I am going to have a full chapter on this in the upcoming book, but the final guilt lesson- it's okay to feel GOOD after a loss. That seems to be a well of guilt for some. When a spouse dies, for example, and it's been the right amount of time- that only YOU will feel- and you're ready to date, or enjoy yourself with friends, or even laugh again, there's nothing to punish yourself for in doing so. You deserve to be happy. You are living, in the moment, in the now, and in the reality that you have the capacity to love, laugh, and be yourself. You, as a human, and as a living breathing person, have the right to enjoy moments. Maybe they are small at first, but you are entitled to them. And, you don't need to tell yourself that you don't get to have these moments simply because someone in your life is no longer there. They had time to laugh when they wanted to, and now they are gone. It's an honor of the memory of someone we cared about to laugh at what once made us happy.

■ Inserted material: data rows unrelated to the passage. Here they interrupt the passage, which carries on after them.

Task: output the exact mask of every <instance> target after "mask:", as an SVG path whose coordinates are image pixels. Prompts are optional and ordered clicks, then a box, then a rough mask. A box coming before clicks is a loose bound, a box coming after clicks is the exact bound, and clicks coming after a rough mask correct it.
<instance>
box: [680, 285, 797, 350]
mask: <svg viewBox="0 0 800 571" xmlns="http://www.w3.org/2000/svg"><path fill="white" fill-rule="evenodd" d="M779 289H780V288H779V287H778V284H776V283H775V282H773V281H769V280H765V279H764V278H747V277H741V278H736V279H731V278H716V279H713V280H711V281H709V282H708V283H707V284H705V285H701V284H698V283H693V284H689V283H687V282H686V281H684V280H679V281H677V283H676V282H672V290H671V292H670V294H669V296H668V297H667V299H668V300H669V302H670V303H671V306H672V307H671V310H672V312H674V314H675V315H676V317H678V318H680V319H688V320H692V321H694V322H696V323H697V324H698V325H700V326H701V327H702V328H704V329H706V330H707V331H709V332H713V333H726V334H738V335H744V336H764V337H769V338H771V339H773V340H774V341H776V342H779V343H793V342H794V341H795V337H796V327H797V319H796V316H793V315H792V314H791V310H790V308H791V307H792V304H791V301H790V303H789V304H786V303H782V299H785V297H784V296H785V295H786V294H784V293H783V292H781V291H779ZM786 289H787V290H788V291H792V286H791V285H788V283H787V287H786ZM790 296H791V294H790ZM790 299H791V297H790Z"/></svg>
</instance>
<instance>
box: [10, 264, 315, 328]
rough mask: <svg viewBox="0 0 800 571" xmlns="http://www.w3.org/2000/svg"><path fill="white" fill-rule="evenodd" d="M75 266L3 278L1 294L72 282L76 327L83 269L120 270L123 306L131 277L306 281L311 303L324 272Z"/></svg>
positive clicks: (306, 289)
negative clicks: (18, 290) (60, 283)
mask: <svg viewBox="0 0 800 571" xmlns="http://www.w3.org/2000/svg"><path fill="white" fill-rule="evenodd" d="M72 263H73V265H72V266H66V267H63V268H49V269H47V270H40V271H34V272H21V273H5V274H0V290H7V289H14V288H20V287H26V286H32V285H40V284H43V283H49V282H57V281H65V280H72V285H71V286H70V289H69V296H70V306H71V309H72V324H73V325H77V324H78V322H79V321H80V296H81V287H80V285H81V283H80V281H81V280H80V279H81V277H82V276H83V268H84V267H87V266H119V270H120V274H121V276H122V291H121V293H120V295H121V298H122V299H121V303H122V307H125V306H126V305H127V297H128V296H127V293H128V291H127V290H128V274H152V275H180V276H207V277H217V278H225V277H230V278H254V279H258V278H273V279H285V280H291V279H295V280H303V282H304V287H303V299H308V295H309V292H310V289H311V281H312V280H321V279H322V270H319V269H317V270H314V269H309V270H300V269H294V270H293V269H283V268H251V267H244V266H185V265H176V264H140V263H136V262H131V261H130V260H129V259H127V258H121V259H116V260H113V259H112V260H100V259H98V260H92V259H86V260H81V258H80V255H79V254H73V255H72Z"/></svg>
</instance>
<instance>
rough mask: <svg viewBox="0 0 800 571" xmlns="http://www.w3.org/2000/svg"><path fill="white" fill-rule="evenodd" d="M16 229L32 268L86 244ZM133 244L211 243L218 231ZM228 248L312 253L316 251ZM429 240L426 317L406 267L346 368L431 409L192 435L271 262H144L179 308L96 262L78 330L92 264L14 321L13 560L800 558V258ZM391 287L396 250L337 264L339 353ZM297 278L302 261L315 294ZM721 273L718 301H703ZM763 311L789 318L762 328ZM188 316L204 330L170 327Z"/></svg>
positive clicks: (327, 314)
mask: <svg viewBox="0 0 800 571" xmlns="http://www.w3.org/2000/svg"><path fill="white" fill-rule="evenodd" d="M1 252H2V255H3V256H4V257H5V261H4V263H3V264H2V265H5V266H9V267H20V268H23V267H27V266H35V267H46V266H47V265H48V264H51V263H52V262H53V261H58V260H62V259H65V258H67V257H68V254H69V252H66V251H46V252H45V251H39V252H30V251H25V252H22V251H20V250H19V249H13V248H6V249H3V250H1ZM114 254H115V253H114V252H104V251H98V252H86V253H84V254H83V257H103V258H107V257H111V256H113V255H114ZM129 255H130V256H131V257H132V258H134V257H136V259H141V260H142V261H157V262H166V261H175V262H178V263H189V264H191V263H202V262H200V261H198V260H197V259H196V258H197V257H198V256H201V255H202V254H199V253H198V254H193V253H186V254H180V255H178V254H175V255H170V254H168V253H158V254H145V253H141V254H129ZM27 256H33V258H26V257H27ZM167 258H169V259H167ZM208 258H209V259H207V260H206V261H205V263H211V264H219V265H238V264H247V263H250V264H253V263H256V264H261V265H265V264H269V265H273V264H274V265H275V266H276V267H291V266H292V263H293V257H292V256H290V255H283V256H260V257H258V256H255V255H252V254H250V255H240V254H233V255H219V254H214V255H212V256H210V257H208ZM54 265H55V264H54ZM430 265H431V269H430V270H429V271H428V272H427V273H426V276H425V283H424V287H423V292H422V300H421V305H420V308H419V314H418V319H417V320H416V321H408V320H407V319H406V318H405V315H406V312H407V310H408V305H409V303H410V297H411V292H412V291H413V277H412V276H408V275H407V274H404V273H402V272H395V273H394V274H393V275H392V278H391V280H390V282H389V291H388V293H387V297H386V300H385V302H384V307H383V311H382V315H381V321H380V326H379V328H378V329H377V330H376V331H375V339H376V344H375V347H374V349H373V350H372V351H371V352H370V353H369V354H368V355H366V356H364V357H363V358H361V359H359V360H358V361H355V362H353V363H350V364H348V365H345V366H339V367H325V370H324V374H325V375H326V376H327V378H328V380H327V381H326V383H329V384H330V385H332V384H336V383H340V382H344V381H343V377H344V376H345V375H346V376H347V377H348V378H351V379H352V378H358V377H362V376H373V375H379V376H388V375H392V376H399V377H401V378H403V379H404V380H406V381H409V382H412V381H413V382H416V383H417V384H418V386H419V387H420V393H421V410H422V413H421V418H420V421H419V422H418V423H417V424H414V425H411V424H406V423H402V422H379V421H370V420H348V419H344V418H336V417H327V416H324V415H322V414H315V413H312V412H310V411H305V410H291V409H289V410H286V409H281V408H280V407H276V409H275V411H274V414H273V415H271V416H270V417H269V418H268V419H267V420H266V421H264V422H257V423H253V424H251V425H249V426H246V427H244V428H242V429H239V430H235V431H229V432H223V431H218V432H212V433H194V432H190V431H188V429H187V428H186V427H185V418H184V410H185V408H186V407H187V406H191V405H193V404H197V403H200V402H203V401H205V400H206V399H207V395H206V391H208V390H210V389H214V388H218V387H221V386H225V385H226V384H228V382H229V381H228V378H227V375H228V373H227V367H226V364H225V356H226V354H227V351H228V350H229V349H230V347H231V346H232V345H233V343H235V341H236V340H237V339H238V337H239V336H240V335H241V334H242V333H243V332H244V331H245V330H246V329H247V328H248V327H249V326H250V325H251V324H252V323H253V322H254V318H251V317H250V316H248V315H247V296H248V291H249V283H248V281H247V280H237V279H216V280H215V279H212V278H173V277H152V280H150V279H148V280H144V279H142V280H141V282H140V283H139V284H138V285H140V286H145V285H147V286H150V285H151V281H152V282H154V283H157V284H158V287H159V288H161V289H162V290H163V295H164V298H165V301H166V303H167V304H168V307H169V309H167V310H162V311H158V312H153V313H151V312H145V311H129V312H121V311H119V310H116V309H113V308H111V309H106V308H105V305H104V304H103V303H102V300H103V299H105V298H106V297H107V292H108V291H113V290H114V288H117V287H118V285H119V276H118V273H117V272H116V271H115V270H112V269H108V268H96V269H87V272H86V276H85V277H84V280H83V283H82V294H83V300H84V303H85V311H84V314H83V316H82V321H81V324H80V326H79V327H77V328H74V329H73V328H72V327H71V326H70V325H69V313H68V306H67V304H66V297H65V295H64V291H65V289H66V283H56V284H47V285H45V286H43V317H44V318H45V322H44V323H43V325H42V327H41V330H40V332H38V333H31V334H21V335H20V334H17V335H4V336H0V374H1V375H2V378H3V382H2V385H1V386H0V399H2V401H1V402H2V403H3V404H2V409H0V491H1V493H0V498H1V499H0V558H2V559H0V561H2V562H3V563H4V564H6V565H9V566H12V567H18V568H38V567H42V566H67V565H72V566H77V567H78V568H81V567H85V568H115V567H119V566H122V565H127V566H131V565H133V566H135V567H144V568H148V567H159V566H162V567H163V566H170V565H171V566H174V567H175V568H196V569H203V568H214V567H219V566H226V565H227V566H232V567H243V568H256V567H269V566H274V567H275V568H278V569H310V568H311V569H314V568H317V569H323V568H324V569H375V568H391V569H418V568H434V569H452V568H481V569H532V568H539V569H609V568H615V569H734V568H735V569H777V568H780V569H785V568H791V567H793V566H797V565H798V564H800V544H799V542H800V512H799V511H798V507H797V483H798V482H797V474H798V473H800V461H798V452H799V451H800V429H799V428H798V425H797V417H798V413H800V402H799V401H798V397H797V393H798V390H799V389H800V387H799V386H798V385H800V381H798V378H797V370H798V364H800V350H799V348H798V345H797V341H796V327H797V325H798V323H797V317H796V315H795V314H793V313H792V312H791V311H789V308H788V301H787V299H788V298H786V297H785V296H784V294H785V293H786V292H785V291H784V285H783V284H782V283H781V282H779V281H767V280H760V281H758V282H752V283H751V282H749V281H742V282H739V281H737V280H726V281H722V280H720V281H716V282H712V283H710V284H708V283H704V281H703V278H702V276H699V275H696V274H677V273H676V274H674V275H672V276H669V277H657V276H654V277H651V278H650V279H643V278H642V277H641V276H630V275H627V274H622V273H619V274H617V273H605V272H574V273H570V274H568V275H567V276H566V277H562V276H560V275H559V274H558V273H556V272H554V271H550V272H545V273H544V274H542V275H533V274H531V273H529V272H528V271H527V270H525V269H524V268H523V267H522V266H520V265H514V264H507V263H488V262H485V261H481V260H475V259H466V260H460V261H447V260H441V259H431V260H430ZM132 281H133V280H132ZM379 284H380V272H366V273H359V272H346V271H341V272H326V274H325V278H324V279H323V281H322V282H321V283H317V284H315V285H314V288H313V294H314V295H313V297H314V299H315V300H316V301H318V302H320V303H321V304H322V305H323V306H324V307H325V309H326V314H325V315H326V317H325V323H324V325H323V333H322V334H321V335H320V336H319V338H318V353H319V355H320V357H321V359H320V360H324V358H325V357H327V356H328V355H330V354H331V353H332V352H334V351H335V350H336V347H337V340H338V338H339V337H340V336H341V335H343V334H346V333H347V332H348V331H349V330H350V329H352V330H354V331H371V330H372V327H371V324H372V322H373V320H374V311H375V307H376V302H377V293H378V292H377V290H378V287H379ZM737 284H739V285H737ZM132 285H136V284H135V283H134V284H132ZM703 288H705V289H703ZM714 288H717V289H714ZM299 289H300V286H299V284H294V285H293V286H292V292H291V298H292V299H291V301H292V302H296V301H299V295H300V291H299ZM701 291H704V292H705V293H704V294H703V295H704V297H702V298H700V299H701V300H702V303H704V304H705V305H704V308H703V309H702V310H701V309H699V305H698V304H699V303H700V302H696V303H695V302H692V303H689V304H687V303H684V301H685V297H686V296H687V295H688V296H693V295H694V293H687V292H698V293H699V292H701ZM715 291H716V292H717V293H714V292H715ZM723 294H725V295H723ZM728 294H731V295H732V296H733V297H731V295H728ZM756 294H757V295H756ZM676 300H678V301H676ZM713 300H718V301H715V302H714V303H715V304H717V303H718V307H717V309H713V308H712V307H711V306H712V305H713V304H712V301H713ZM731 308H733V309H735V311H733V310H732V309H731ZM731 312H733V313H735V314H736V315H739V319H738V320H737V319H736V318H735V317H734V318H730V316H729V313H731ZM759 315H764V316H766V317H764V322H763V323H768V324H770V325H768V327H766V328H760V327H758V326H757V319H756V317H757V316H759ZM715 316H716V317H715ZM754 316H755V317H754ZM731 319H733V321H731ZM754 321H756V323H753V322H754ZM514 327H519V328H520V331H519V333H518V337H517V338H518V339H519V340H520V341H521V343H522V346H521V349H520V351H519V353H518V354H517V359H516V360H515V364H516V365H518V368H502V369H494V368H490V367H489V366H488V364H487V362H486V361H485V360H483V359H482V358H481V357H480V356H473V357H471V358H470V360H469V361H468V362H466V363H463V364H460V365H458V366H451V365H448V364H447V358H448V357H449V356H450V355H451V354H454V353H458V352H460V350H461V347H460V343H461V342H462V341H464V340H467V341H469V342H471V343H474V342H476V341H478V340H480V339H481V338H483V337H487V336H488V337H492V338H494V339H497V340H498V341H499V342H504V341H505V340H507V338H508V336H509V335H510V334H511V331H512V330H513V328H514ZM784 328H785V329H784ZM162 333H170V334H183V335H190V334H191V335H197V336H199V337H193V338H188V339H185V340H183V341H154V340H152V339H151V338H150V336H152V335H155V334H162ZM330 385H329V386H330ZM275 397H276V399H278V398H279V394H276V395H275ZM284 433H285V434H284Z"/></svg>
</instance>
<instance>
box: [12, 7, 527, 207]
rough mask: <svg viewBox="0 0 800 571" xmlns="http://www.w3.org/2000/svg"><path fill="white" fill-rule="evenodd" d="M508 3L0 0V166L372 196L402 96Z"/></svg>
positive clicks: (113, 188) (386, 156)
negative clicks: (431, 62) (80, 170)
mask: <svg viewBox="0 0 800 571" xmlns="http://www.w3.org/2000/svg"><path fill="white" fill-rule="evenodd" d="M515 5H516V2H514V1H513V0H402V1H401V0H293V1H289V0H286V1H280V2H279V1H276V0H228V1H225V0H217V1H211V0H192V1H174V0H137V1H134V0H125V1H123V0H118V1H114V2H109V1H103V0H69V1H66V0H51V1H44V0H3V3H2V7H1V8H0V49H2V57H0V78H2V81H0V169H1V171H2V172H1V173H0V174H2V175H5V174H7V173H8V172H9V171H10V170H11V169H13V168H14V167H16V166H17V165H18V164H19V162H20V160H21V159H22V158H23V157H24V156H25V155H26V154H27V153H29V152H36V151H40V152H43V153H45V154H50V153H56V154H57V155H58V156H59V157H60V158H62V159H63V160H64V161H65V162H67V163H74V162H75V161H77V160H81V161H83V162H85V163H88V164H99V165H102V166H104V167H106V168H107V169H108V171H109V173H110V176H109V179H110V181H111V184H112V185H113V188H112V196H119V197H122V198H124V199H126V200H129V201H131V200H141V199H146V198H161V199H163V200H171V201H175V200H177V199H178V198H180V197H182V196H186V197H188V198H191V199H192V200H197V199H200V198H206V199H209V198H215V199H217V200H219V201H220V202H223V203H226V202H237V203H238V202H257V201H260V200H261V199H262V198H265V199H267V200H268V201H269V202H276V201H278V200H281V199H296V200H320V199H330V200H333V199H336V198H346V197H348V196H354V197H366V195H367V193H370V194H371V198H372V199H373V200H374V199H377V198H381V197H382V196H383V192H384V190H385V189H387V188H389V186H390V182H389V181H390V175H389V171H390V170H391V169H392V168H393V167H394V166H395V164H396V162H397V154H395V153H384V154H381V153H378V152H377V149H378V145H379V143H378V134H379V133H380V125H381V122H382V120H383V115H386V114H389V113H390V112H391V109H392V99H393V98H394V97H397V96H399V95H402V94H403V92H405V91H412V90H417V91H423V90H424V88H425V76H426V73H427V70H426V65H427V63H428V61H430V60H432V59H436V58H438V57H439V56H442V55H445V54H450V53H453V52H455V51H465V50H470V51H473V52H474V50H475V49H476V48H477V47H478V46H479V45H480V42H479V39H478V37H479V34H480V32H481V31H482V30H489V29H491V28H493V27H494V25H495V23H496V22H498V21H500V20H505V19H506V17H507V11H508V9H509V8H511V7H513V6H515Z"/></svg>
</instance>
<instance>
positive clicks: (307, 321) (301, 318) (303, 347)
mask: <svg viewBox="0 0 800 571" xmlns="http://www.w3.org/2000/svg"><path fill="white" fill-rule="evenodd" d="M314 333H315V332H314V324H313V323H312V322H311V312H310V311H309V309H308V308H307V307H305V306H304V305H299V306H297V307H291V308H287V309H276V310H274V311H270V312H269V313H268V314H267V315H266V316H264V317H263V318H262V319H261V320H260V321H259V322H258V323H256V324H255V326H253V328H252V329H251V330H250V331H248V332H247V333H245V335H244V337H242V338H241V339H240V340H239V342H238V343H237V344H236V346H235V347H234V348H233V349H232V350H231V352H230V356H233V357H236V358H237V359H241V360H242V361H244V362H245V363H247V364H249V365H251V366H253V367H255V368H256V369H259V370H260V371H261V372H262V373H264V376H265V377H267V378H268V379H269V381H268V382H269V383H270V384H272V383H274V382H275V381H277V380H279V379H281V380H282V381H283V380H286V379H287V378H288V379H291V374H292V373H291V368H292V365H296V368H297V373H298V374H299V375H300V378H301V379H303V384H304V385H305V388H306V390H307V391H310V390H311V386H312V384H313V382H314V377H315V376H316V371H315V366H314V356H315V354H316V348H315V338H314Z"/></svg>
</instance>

And, you deserve to be in the now. The now is only guarantee we have. Enjoy the sound of the world behind you, the feel of the chair below you, and the smells, or textures around you. You are alive. Enjoy that. It's you being you, and no one can punish you for that except YOU. And why? Why punish yourself for being alive? It's something we have for such a short time. Guilt won't help you get through your day. It will only feed the idea that you don't deserve to live in the now. In fact, YOU DO. It may be painful some days, but that reminds us we are human.
And humanity is the power of free thinkers everywhere.